Carlo Galli La Stampa 26 ottobre 2022
Date una chance alla pace
La ricerca di una soluzione giusta può portare a una guerra infinita

 

 

Secondo Clausewitz, la guerra è un atto della politica, una sorta di sanguinosa partita a scacchi in cui il cervello calcolante è lo Stato, mentre gli eserciti ne sono il braccio armato. Effettivamente quando la guerra inizia è possibile comprendere le cause del conflitto, e determinarne razionalmente i fini. Ma spesso la situazione si capovolge, ed è la guerra ad attrarre a sé la politica, a risucchiarla nelle proprie logiche.

Qualcosa di simile avvenne nella Prima guerra mondiale. Allora, dopo il fallimento dello sforzo iniziale dell’aggressore (la Germania), il conflitto si impantanò in una guerra di logoramento. Per quattro anni sul fronte occidentale non capitò nulla di nuovo se non la morte meccanica di massa. La politica era incapace di andare al di là dell’ostinato perseguimento di una pace vittoriosa attraverso la distruzione delle forze armate dell’avversario, e il suo dissanguamento. Invano il pontefice Benedetto XV chiese la cessazione della “inutile strage”, che si fermò soltanto quando la Germania collassò dall’interno.

Fatte le ovvie differenze politiche e tecnologiche, è più o meno questa la situazione nella quale ci si trova oggi: lo scontro si è trasformato in una guerra estenuante, in cui la politica sembra non potere fare altro che assecondare le logiche militari. Pare che entrambi i contendenti – Ucraina più blocco occidentale da una parte, Russia dall’altra – non vedano altra chance che puntare sul logoramento dell’avversario fino al suo esaurimento fisico e morale.
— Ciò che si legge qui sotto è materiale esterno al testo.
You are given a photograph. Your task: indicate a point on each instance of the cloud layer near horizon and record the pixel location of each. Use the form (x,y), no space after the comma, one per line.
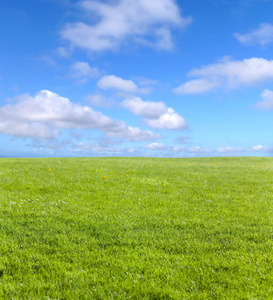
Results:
(45,114)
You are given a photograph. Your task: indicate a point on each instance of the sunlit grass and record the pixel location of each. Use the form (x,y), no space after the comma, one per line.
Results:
(136,228)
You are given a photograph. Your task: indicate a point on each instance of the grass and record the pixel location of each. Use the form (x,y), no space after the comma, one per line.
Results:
(136,228)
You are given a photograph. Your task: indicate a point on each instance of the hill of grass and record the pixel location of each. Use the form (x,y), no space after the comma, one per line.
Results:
(136,228)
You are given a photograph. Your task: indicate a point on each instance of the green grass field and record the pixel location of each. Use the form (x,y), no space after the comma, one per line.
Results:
(136,228)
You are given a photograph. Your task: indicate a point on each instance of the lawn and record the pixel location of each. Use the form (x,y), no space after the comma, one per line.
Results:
(136,228)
Certo, anche questo sembra un calcolo razionale, volto a raggiungere quella che per ciascuno dei contendenti è una “pace giusta”: per gli uni, il trionfo di un’idea imperiale teologicamente fondata, per gli altri il ristabilimento della legalità internazionale violata.

Ancora una volta siamo davanti a una analogia con la Prima guerra mondiale, il cui esito, il Trattato di Versailles, fu una pace giusta, naturalmente nell’ottica dei vincitori: al nemico vinto vennero addebitate tutte le responsabilità e tutti i costi della guerra, e al Kaiser fu minacciato un processo penale per avere violato la santità dei trattati internazionali. Al di là del fatto che quella pace fu una delle cause della Seconda guerra mondiale, chi oggi vuole “pace nella giustizia” deve sapere che chiede più o meno il ritiro delle forze armate russe da tutti i territori occupati e forse anche dalla Crimea, l’obbligo per la Russia di ricostruire ciò che è stato distrutto, punizioni per tutta la catena di comando responsabile della guerra e delle atrocità che sono state compiute.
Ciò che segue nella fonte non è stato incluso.